Histoires de stades et de tribunaux

Justice

Les épouses Kouachi, elles non plus, n’ont rien vu venir

Les assassins de Charlie Hebdo au moment de leur fuite (Capture d'écran - France 2)

A la barre, les ex-femmes des auteurs des attentats du 7 janvier 2015 ont présenté un témoignage proche d’un copié-collé, malgré deux personnalités visiblement assez différentes. Izzana H. et Soumya B. n’ont jamais supposé, disent-elles, les abominables projets de leurs conjoints, comme remarqué leur radicalisation.

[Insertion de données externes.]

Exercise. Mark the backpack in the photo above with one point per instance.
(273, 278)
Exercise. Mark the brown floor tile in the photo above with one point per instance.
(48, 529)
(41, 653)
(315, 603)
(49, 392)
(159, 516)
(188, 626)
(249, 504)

« Je voyais que les caricatures de Charlie, ça le touchait mais jamais il a émis quelque menace que ce soit. Quand je l’ai vu sur la vidéo, quand il sort des locaux de Charlie, ce n’est pas le Cherif que j’ai connu. » On peut croire Izzana Hamyd, appelée à la barre ce vendredi au 18e jour des procès des attentats de janvier 2015 à Paris et Montrouge, quand elle décrit sa vie de couple « normale » composée de deux êtres qui s’aimaient.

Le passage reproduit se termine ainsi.